BY CLARISSA-JAN LIM | Due to the unexpected level of amplified sound from the summer concert series at Pier 26, the event’s organizer, the Hudson River Park Trust, has decided against scheduling the concert series at the Tribeca pier next summer. A recent performance at the pier by the indie-pop band fun. was not fun, but incredibly noisy, local residents complained.
The Trust arranged for the 2013 summer concert series to take place on Pier 26, at N. Moore St., based on prior experiences producing successful concerts on Piers 54 and 84. However, Madelyn Wils, the Trust’s president, writing in an open letter to the community this week, said, “We did not realize that sound from Pier 26 with this speaker configuration would reverberate in surrounding buildings to the degree that has been reported by many of our neighbors.”
The concert series at Pier 26 was a pilot program undertaken by the Trust in a one-season partnership with The Bowery Presents. While some Tribeca residents enjoyed the amplified music, many were mortified by it.
“We are unhappy that the community is so divided, therefore the series will not return to this location,” Wils wrote.
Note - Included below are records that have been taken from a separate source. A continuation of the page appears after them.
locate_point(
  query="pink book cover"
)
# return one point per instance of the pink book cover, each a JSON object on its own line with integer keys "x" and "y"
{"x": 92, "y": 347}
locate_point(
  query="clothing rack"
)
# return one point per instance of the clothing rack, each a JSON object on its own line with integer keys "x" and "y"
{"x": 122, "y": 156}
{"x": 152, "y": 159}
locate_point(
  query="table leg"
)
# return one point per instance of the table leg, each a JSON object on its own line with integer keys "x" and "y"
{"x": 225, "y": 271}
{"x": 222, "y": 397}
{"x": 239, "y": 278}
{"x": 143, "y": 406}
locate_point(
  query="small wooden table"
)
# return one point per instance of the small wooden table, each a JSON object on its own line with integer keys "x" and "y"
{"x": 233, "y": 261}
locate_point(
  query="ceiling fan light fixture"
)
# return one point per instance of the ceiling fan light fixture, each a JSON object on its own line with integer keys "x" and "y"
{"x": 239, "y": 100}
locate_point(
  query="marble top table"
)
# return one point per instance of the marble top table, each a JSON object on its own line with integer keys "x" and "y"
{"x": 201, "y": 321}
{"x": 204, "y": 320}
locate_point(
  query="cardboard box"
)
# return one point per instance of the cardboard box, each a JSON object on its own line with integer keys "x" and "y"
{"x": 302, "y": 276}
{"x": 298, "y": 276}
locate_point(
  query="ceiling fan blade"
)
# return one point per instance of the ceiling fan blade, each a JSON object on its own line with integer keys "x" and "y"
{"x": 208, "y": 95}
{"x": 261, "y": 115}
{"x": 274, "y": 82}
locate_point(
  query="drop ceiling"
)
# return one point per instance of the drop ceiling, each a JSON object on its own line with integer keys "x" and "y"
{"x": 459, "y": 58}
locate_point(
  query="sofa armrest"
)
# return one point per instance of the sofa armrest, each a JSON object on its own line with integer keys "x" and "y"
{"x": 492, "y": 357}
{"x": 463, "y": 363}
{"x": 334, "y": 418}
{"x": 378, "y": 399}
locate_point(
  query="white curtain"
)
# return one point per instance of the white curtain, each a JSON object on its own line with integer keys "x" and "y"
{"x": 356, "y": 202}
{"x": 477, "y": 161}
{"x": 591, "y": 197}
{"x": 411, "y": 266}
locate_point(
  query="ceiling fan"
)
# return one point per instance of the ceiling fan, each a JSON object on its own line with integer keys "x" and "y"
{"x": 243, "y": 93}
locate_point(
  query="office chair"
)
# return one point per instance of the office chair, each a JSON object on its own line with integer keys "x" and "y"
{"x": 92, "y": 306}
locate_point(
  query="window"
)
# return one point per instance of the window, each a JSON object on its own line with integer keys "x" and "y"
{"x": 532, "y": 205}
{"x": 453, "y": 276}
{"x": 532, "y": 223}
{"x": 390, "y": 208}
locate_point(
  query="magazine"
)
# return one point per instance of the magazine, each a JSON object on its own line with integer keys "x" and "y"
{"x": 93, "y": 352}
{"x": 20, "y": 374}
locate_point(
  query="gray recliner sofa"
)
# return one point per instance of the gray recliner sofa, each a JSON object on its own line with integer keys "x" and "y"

A location for next year’s concerts has yet to be determined.
The contract signed with The Bowery Presents extends for the rest of the season, and tickets have been sold for the remaining concerts.
Another three performances will take place at Pier 26, on Aug. 10 (featuring One Republic, plus Mayer Hawthorne and Serena Ryder), and Sept. 6 (Empire of the Sun) and 7 (Passion Pit), before the concert series ends for this summer.
The artists who performed at the series’s two previous dates this summer at Pier 26 include U.K. “2-tone ska” legends The Specials, in addition to fun., which won two Grammy awards this year for what critics call their over-enthusiastically produced brand of indie-pop.
The Trust has hired an acoustic consultant to “propose and develop mitigation” for the remaining performances, and sound levels have been significantly reduced.